If you haven’t tracked down marshmallow bits already to make my Cornflake Marshmallow Cookies, what are you waiting for?! The bits may seem like an obscure ingredient, but they give the cookies lots of marshmallow flavor without all of the spread of normal marshmallows. I grab mine at Target, but you can also buy them on Amazon if your Target doesn’t carry them.
I’m a big fan of mixing up a batch and freezing the dough, so you can bake a couple cookies fresh whenever you want!
Gooey Marshmallow S’mores Cookies
Ingredients
- 3 cups crushed graham crackers 272g
- 2 cups flour 284g
- 1 tbs cornstarch
- 1 tsp baking soda
- 1 tsp kosher salt
- 1 cup salted Kerrygold butter, room temperature* 227g
- 2 cups brown sugar 396g
- 2 large eggs
- 1 tbs vanilla
- 11.5 oz bag milk chocolate chips Guittard is best!
- 1 cup marshmallow bits
- ¾ cup mini marshmallows
Instructions
- Whisk together crushed graham crackers, flour, cornstarch, baking soda and salt in a medium bowl.
- In the bowl of a stand mixer, cream butter and brown sugar together with a paddle attachment until light and fluffy, about 2-3 minutes at a moderate speed.

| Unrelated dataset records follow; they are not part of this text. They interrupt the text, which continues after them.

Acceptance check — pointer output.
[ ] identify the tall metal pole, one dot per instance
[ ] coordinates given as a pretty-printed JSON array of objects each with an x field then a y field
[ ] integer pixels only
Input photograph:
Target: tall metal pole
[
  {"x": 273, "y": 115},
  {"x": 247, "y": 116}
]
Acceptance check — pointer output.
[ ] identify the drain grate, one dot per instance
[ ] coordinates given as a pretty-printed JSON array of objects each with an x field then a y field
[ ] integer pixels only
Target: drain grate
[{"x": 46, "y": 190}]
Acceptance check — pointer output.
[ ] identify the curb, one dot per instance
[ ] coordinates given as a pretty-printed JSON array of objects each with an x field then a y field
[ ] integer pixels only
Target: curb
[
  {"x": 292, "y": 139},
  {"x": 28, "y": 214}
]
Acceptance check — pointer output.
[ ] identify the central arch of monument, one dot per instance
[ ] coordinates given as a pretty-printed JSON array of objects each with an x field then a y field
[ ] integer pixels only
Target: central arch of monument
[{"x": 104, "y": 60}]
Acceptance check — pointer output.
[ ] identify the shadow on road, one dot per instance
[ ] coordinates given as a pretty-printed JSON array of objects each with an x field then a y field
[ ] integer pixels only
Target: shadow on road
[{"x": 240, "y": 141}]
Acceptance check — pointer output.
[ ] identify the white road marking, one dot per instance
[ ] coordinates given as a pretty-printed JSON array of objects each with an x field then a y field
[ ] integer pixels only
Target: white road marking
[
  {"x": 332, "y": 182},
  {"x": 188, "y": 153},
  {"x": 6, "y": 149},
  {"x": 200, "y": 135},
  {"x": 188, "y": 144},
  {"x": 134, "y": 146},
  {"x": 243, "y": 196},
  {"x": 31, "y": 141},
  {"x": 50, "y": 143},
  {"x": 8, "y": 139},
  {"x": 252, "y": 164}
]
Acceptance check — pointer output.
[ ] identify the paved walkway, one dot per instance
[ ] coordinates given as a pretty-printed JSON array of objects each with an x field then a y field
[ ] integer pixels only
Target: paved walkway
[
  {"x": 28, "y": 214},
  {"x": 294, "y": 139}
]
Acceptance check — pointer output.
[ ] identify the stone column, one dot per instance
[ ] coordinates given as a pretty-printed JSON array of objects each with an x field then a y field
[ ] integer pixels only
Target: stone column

- Add eggs one at a time, mixing well after each addition. Stir in vanilla.
- Turn mixer to lowest setting and add dry ingredients, mixing until just barely combined. Add chocolate chips, marshmallow bits and mini marshmallows and gently mix to incorporate.
- Scoop dough into cookie dough balls (I use my hands) that weigh about 100g each. Do not flatten or roll the dough into smooth balls – the more nooks and crannies, the better! Place in the fridge to chill for at least one hour, but up to 48 hours, before baking.**
- Preheat the oven to 350' (325' convection). Bake cookies, 6 at a time, on a parchment or silpat-lined baking sheet for 12-15 min, until lightly golden on top and bottom***
- Let cookies sit on baking sheet for 10 minutes to set. You can use a spatula to gently nudge edges of cookies into a circular shape while cookies are still warm. Transfer to a wire rack to finish cooling.